Generalization was assessed by comparing uncertainty between ABIDE children (ages 5–17) and adults (18–64).
Evaluation metrics
Primary accuracy metric. Dice similarity coefficient between automated and manual segmentations on the 53 held-out local subjects.
Secondary metrics. Hausdorff distance, volume similarity, and Pearson correlation of segmented volumes (details in Supplementary Materials).
Bias analysis
A linear mixed-effects model tested whether performance varied by diagnosis (ASD vs. CON), sex (male vs. female), and segmentation procedure (FreeSurfer; ASCHOPLEX deterministic without finetuning; ASCHOPLEX deterministic with finetuning; ASCHOPLEX probabilistic with finetuning). Dice was the dependent variable, with all interactions considered and subject as a random intercept. Post-hoc t-tests were FDR-corrected.
Why this matters
- Scalable validation: Probabilistic segmentation enables reliability checks on large, unlabeled datasets, reducing dependence on manual ground truth.

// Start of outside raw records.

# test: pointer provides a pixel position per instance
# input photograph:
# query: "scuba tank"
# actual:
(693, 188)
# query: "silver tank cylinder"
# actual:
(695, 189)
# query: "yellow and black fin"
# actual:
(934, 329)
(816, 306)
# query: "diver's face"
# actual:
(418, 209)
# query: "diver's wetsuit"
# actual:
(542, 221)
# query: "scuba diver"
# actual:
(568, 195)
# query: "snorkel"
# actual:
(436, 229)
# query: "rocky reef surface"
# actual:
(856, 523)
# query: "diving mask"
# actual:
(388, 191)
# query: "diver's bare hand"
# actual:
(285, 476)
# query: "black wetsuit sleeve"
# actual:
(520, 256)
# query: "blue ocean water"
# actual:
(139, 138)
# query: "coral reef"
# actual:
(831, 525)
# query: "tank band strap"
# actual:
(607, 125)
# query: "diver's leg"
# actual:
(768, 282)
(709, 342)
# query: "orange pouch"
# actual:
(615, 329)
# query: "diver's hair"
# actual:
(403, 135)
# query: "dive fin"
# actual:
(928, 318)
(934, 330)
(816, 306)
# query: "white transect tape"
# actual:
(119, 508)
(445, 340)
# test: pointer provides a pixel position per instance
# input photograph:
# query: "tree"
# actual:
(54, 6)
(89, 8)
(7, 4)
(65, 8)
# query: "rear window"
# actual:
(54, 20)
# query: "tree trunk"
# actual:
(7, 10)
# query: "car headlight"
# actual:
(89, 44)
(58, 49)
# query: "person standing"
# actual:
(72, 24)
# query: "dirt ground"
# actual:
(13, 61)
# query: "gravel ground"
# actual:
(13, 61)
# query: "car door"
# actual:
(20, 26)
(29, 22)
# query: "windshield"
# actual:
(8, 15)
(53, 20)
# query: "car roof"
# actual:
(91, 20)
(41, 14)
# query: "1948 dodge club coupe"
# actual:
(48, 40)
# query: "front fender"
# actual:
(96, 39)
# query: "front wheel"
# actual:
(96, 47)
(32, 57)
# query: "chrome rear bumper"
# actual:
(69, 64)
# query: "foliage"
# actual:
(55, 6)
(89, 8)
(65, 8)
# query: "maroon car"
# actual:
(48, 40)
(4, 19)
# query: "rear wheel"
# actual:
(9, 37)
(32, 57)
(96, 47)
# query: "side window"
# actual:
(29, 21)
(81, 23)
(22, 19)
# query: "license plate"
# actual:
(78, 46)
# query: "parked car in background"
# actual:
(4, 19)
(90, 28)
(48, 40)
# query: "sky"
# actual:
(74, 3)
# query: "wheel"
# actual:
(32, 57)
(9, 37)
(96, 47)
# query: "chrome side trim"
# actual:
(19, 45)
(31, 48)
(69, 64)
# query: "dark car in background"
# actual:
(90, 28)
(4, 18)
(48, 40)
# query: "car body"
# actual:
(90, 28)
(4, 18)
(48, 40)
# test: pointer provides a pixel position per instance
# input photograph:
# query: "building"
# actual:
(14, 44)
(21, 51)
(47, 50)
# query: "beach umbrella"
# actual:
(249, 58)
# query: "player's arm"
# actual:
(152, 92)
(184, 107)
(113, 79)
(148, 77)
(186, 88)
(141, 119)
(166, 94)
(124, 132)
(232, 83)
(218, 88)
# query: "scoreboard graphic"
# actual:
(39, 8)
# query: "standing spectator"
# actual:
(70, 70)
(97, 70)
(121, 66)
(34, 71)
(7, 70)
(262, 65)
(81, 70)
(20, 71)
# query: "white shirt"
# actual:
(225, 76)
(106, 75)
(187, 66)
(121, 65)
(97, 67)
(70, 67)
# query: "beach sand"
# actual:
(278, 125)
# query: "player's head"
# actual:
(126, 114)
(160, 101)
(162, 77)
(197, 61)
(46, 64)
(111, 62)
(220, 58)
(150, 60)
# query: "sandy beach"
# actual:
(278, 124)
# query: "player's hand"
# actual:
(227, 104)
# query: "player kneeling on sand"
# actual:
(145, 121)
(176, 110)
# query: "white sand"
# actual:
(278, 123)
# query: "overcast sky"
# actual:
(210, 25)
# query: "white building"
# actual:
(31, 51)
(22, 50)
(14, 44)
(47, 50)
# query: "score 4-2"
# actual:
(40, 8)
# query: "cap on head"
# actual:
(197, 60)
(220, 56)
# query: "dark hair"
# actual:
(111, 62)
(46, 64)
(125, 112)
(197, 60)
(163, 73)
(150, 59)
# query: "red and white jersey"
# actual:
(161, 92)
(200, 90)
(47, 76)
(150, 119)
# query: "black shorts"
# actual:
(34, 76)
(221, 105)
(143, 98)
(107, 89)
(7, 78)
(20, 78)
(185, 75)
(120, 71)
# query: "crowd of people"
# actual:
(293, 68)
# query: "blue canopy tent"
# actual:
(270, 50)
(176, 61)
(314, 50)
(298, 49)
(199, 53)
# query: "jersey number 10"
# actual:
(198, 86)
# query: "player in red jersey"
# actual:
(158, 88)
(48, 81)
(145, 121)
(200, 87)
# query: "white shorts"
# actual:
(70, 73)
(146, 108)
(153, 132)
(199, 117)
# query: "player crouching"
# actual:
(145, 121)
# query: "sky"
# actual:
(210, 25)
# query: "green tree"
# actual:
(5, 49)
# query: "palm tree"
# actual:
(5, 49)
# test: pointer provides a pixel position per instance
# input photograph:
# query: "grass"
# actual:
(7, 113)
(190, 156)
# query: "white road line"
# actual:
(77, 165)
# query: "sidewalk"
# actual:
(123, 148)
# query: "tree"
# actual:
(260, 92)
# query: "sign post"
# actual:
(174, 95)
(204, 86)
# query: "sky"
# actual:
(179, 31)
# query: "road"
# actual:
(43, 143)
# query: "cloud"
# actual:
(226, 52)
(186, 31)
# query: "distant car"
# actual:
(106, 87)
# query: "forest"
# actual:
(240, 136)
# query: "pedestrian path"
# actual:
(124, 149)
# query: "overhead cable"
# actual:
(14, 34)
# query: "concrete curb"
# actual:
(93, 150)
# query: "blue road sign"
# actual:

- Domain shift awareness: Uncertainty surfaces highlight when a model is less confident—critical for multi-site, multi-age cohorts like ABIDE.
- Targeted finetuning: A small, representative sample (12 subjects) can meaningfully adapt a model to a new clinical population.
- Transparent thresholds: Explicit probability maps and sensitivity analyses around binarization thresholds help standardize downstream analyses.
Takeaway
This study positions uncertainty-aware deep learning as a practical path for deploying medical imaging models across diverse clinical populations and scanners. By integrating MC Dropout into ASCHOPLEX and rigorously comparing deterministic and probabilistic pipelines, the team demonstrates how to both boost segmentation performance through finetuning and monitor reliability via uncertainty metrics—especially when generalizing from adults to children in ASD cohorts.